Today is International Women’s Day, a global day celebrating the social, economic, cultural and political achievements of women. The day also marks a call to action for accelerating gender parity, according to internationalwomensday.com.
First observed in 1911, a time of tremendous population growth and the rise of radical ideologies in the industrialized world, IWD “is a collective day of global celebration,” belonging to no single government, NGO, charity, corporation, academic institution, women’s network or media hub.
“The story of women’s struggle for equality belongs to the collective efforts of all who care about human rights,” said Gloria Steinem, world-renowned feminist, journalist and social activist. It’s about unity, celebration, reflection, advocacy and action – whatever that looks like, wherever you are.
Today also is my 71st birthday, and as I reflect back over my own life, a handful of personal experiences stand out that attest to women’s progress, at least in the workplace:
During my eighth month of pregnancy late in 1981, I was laid off as a feature writer for the New York Daily News, because the paper was in financial straits. When I went on interviews for new jobs, I had to hide my pregnant belly because no one would have hired a pregnant woman 36 years ago. (Luckily, I had gained only about 20 pounds, so it was easy to “cover up” the pregnancy, literally and figuratively.)
The male president of one of the companies where I worked, as well as many of his male executives, made daily sexual innuendos to female employees.
When my husband and I decided he’d stay home to be with our young son, rather than hire one awful “nanny” after another, men would look askance at him, and me. My salary was greater than his, and besides, I loved my job; he didn’t. Didn’t matter. Women were supposed to stay home with the kids.

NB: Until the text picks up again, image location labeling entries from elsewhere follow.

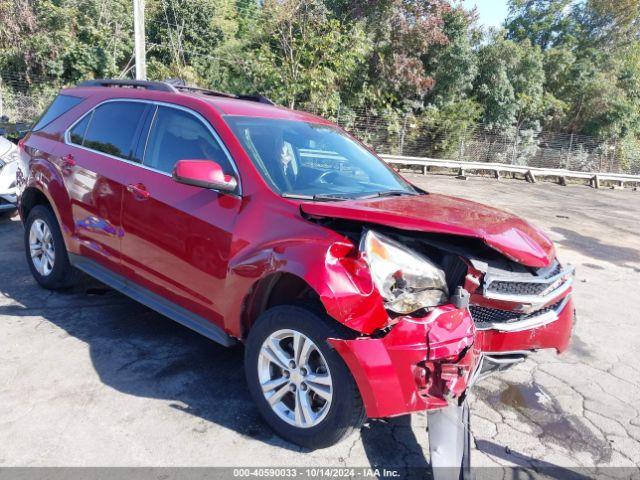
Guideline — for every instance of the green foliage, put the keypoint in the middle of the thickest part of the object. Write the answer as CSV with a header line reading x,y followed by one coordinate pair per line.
x,y
421,70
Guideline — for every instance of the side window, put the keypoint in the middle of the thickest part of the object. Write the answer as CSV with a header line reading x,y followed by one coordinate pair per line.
x,y
62,104
76,135
178,135
113,128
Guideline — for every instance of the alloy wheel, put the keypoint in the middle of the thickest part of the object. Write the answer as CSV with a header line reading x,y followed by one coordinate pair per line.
x,y
41,247
295,378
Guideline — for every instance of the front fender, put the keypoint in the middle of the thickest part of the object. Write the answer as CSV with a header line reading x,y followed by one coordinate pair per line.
x,y
333,269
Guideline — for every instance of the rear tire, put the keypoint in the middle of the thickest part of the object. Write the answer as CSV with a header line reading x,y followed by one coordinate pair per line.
x,y
45,250
316,402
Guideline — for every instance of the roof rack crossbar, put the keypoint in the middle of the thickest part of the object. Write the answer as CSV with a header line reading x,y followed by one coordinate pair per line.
x,y
170,86
205,91
159,86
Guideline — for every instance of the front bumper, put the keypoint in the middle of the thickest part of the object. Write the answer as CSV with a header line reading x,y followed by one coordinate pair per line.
x,y
555,334
421,364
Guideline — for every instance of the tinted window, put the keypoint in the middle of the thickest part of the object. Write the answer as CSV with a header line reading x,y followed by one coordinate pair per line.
x,y
178,135
113,128
78,131
62,104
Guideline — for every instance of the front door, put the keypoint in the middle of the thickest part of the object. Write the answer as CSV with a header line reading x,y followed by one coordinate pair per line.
x,y
177,238
94,160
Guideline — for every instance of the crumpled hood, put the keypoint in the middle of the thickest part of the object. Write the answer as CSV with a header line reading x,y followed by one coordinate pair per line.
x,y
502,231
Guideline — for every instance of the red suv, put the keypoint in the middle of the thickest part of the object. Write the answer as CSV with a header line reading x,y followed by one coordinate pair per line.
x,y
355,293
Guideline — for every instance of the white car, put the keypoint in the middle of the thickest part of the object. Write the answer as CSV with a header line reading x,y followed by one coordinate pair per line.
x,y
8,167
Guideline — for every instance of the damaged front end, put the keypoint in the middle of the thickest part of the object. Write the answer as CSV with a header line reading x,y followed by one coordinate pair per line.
x,y
435,345
422,363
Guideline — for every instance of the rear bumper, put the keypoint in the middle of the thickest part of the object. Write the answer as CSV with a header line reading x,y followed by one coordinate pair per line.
x,y
421,364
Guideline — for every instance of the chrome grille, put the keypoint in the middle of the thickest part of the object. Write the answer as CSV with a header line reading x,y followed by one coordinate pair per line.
x,y
527,287
486,315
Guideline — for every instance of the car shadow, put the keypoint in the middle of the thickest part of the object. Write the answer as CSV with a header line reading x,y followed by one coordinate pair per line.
x,y
526,463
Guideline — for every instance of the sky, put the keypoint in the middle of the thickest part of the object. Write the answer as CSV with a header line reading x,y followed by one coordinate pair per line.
x,y
491,12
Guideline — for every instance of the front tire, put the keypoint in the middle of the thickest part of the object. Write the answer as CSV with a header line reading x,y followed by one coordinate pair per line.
x,y
300,384
45,249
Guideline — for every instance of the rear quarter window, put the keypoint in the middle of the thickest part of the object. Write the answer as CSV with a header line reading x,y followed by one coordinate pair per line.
x,y
61,105
112,129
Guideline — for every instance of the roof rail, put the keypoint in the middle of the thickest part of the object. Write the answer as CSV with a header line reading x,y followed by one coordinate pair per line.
x,y
172,86
175,83
159,86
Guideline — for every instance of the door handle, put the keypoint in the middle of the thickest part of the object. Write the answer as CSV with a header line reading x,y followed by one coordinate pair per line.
x,y
139,191
67,162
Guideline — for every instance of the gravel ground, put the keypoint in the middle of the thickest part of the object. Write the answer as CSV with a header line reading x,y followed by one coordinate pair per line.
x,y
90,378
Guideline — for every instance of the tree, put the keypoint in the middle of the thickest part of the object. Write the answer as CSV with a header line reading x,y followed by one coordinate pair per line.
x,y
301,55
510,83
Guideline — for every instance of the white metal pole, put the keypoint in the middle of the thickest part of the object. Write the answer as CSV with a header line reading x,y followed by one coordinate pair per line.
x,y
138,27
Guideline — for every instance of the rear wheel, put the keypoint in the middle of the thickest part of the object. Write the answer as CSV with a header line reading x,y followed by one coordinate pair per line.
x,y
302,387
46,253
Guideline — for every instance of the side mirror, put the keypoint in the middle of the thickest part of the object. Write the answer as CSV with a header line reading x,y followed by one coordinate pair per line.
x,y
205,174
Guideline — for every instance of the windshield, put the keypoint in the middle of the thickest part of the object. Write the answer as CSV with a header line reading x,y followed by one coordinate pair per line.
x,y
307,160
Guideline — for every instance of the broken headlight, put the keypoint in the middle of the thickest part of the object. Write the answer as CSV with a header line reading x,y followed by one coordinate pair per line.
x,y
405,279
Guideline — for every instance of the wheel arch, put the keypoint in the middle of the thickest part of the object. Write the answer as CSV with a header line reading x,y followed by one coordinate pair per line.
x,y
31,197
277,288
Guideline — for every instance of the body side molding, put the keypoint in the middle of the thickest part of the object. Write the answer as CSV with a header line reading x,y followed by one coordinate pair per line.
x,y
152,300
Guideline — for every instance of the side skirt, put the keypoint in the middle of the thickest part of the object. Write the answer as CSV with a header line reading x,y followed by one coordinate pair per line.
x,y
152,300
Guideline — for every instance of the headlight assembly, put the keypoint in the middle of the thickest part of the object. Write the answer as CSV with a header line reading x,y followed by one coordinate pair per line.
x,y
9,157
405,279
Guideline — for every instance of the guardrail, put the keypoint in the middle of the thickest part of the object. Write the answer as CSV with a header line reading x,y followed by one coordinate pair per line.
x,y
531,174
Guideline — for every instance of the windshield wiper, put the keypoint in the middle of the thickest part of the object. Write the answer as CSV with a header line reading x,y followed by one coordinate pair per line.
x,y
323,197
389,193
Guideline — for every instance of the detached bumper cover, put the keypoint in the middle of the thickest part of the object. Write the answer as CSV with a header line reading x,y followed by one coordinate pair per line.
x,y
555,334
421,364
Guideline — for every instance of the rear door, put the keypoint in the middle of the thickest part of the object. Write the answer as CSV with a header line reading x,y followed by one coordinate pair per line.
x,y
177,237
99,150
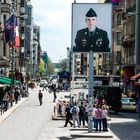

Another boss held it against me for being “too emotional.” He, in the meantime, returned drunk from lunch most every day; was completely unqualified to hold his job (he was later fired), and publicly (and loudly) berated employees. Never mind all that. Emotion impacts judgement, men had decided.
The day I was promoted to a big job, one of my male employees officiously announced to me that I must never call him at home on the weekends or in the evenings to discuss work.
We have a ways to go before women achieve true gender parity, but based on the way women are raising their voices and coming together today–in politics, entertainment, sports, and elsewhere– we’re making great strides towards the finish line.